My life is stop and go. My latest: reading all about household employee’s tax. Took me two days, but I think I got it. The forms to send, the amount owed… First there is social security and medicare, kicks in at 1400$/year, then federal and state tax, kicks in at 1000$ per quarter, then there is worker’s comp, kicks in at 16 hours/week. As I am getting more help for my mother, there is more and more to do… beyond paying the person.

I got the agile rails book, so I finaly had a chance to look at it. Luckily, I had tried to install a wiki before, so I had php and mysql installed. All I had to do was reinstall mysql because I could not find the passwords. Then I found a Rails installation incantation which worked for my computer, and I was able to follow the examples — more or less. This is when I found out that unlike Ruby which folks who know a computer language can understand immediately, Rails is for web based computer experts only. Like RubyCocoa it is a giant pre-written code which is way beyond my means to fathom.

OK, so I can’t run a big powerboat, but I found Ruby, and it can still lead somewhere. After all the reason I got started with Ruby was Rails, and the reason I wanted Rails was because I wanted to know how to run our experiments off the web, without learning Java, Perl, pithon… Ruby it turns out is enough to write web applications with something called cgi.
There is even a book written on how to write experiments with cgi, “How to Conduct Behavioral Research over the Internet: A Beginner’s Guide to HTML and CGI/Perl”.

Of course learning ruby cgi may not be easy: “A lot of the focus on Ruby Web development these days is on the Rails platform (http://www.rubyonrails.com/), so it can be hard to find much for plain old CGI. There’s a very simple article (http://coolnamehere.com/geekery/ruby/web/cgi.php), the Ruby/Web chapter from “Programming Ruby 1st Edition” (http://ruby-doc.org/docs/ProgrammingRuby/html/web.html). I had trouble finding anything else when I dug around on Google.”

And then, there is the matter of the web server. Apparently, Tiger runs on Apache. But that is not the only choices: “lightTPD is the BEST webserver out there, much faster than apache and much much much more flexible/configurable/secure than tux, and its fcgi php support is simply unbeatable”. Well, but remember I am surfing the waves of the pros, and Apache is installed on my tiger, while lighttpd isn’t. But already it is suggesting that while apache ruby cgi is probably the way to go, I may get better result with lighttpd, ruby and fcgi… another install delight at the horizon.

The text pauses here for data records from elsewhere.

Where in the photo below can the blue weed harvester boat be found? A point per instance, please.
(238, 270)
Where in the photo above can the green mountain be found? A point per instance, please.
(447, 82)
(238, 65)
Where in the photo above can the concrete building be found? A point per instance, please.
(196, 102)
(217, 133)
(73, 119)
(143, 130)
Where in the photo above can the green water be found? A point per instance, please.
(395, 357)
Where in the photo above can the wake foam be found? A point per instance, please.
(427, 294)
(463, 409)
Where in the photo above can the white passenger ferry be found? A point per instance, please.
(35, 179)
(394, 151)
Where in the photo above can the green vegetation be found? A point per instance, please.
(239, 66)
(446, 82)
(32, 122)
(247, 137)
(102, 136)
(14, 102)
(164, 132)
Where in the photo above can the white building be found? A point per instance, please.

And then there are other webservers, mongrel, webrick, which is compared to cherrypy for python and Lua!!! and also apache and lighttpd. again, I am getting too far into the wave “Zed and I worked over the weekend on smoothing out the divide between Camping (the 4k web framework) and Mongrel (the slim new Ruby web server mentioned last week.) In just a few days, Mongrel has caught the scent and is totally Campnivorous. Development gems await you.” This web server was written this week-end! On the internet, you can get lost because you are off the beaten path and there is not enough information to get going, or because you are too close to the beta crest and even the installation instructions are greek.

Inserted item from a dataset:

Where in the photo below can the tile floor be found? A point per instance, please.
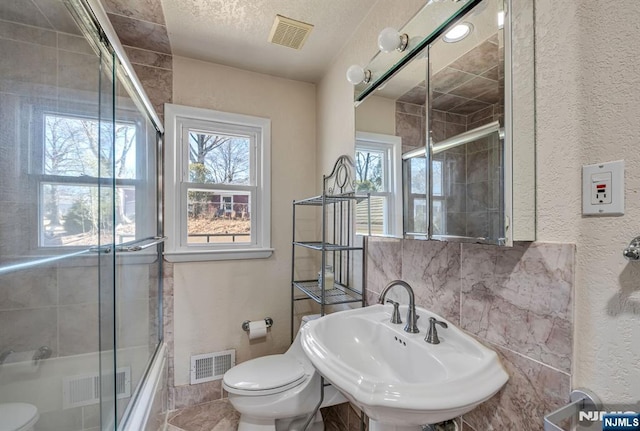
(219, 415)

How strange to immerse myself in this noisy world of nerds. There is a physical web, with emails going from computer to computer in search of their destination. And there is the verbal web, with advice and information thrown into the air and connections established between folks who understand each other, while the rest falls back into nothingness. Folks like me get sucked in by mirages that shimmer out of reach, but our personal disappointments and setbacks are but a day on the beach surfing the waves, while the water carves out our future landscape!?